Just... Why would they bother to hide a bunker a Washington DC? They'd just say they built a bunker in Washington DC. I don't think anyone would be particularly shocked that they built a bunker for Congress in the general capitol region.
Just like no one was shocked that they evacuated Congress through the capitol buildings egress tunnels on January six.

I think the more surprising thing would be if they put a bunker under a prominent statue that would be a target in its own right.

Not that they don't have secret bunkers, I just don't think they would put it under a target directly adjacent to where everyone would expect a bunker to be.

[–] [email protected] 12 points 5 months ago (2 children)

Although good luck if you're in a bunker in D.C. because that is going to be a direct hit.

[–] [email protected] 18 points 5 months ago (2 children)

No, the Lincoln statue is actually going to stand up and sucker punch that baby right into Baltimore, where less important people live

[–] [email protected] 4 points 5 months ago (1 children)

How dare you! John Waters lives in Baltimore and I dare you to find someone more important.

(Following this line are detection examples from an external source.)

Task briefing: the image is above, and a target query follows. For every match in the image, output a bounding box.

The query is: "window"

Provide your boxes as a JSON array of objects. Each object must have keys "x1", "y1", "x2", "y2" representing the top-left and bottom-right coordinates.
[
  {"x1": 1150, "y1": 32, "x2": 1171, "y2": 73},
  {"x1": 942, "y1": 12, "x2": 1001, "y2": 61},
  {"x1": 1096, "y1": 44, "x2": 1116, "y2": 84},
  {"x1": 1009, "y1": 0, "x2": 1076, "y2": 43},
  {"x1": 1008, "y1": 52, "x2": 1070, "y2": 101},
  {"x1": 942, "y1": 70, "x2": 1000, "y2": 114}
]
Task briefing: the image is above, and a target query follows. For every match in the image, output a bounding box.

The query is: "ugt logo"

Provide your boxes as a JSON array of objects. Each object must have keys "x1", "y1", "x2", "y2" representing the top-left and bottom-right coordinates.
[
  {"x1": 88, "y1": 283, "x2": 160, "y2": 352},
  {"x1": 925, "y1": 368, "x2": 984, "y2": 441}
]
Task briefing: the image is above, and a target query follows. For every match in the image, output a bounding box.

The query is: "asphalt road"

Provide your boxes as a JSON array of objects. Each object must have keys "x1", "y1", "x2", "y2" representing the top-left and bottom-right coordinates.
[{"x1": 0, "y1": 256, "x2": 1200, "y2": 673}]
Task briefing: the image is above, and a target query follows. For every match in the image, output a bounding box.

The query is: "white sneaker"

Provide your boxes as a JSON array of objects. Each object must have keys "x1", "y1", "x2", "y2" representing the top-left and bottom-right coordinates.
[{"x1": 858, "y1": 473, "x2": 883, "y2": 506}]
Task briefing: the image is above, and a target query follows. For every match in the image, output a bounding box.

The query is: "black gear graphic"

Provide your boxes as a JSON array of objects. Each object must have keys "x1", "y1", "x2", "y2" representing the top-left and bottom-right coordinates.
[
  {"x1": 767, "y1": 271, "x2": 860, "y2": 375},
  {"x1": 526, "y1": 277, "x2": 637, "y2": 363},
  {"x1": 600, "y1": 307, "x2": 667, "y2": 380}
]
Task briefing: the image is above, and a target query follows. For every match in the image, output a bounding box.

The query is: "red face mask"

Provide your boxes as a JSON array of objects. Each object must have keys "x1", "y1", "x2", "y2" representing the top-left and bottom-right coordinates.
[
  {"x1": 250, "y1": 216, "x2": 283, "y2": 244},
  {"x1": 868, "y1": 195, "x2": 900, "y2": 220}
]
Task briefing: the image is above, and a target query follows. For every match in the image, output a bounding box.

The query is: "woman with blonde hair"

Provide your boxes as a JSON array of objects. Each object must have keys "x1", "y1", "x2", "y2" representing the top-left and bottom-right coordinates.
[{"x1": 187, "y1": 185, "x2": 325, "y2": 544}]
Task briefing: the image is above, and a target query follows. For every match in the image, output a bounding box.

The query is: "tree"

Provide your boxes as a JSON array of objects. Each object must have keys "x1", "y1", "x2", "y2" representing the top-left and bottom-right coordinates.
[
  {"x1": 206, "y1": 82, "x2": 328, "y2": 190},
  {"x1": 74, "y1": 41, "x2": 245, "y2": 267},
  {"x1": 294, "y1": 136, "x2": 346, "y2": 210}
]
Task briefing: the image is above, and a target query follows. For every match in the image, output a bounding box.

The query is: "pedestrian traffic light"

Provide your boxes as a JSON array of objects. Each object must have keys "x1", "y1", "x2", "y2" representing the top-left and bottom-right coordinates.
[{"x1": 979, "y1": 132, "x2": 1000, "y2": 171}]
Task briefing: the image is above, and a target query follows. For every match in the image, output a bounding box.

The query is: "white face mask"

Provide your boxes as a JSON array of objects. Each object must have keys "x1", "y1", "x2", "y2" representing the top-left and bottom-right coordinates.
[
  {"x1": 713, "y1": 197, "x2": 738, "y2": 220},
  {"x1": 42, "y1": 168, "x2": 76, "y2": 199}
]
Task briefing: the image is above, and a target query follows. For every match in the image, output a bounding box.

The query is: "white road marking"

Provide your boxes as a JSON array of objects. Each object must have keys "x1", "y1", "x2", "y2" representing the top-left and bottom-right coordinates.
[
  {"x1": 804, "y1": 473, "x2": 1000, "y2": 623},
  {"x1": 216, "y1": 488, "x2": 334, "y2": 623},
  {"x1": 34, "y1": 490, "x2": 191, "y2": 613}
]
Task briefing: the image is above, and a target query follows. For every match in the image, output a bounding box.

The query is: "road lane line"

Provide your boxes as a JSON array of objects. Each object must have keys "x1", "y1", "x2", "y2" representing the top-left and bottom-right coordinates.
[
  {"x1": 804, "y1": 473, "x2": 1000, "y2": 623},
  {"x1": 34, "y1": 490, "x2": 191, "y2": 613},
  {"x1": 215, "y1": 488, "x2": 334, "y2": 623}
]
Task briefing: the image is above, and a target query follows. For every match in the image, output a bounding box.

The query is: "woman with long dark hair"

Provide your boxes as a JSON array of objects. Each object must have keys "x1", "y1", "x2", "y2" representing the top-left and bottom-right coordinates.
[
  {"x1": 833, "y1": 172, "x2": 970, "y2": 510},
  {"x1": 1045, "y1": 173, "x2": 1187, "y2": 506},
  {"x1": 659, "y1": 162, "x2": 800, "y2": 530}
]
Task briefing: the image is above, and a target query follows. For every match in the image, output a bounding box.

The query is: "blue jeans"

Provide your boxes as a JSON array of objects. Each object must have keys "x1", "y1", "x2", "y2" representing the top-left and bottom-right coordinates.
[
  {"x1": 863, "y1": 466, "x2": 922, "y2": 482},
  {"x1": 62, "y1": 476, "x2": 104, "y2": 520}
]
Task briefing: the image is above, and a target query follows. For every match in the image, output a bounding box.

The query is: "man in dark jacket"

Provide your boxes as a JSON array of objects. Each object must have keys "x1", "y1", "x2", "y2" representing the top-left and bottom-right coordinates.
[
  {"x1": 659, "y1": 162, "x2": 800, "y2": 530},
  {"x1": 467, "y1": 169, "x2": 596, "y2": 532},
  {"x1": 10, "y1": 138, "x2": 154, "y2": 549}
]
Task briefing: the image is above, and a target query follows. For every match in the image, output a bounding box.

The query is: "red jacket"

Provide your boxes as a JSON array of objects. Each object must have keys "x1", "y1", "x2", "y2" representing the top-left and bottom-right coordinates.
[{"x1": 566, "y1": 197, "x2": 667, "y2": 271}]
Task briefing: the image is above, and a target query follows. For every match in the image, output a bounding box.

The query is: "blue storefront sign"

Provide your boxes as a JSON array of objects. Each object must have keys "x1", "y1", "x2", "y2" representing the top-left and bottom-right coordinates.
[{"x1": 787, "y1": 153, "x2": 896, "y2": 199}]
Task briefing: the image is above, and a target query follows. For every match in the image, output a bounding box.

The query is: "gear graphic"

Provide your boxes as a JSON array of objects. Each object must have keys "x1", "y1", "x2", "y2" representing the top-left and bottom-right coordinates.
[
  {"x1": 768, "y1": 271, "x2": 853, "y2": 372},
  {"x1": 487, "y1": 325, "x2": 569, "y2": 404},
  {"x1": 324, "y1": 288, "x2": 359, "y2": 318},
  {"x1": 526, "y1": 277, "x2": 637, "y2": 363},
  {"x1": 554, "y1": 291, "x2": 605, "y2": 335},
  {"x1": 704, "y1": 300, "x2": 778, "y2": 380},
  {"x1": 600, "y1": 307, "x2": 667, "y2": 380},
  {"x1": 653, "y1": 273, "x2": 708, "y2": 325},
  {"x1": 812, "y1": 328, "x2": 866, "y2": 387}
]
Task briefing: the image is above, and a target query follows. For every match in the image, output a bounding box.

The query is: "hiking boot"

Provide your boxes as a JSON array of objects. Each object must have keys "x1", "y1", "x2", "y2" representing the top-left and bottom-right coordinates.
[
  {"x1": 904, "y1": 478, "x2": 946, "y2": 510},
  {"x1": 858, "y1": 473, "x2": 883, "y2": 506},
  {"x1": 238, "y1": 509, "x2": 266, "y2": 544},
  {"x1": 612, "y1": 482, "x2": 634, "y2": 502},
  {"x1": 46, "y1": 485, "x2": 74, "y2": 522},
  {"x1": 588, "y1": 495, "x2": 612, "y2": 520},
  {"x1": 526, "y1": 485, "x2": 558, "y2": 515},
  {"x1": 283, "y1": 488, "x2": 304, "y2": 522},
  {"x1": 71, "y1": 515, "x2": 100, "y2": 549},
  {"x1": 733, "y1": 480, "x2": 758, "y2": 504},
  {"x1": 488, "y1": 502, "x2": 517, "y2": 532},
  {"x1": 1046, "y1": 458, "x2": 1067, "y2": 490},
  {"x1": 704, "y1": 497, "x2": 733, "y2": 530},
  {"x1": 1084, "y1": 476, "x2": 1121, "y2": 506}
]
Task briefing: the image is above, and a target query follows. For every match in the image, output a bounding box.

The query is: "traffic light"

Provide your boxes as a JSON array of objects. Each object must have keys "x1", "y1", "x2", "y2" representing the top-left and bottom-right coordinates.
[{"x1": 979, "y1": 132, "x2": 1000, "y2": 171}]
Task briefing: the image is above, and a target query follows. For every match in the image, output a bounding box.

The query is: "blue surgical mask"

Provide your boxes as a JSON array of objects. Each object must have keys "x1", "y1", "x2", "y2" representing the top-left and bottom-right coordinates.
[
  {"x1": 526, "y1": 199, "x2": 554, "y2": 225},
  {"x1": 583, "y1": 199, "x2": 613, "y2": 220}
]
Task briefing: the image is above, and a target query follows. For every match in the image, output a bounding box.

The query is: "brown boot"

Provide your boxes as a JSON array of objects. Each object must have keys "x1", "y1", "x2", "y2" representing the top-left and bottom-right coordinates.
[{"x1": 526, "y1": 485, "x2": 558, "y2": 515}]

[–] [email protected] 5 points 5 months ago

Ugh another hydro homie

[–] [email protected] 3 points 5 months ago

Its actually just the iron giant in disguise.

[–] [email protected] 6 points 5 months ago (1 children)

I know a lot of bunkers are pretty robust and can handle just about anything short of a direct hit to the bunker with a decent sized nuke, but yeah, being in DC during a nuclear exchange is probably amongst the less ideal locations to be, along with "hiking on Cheyenne Mountain", or "delivering pizza to the Pentagon".

[–] [email protected] 5 points 5 months ago (1 children)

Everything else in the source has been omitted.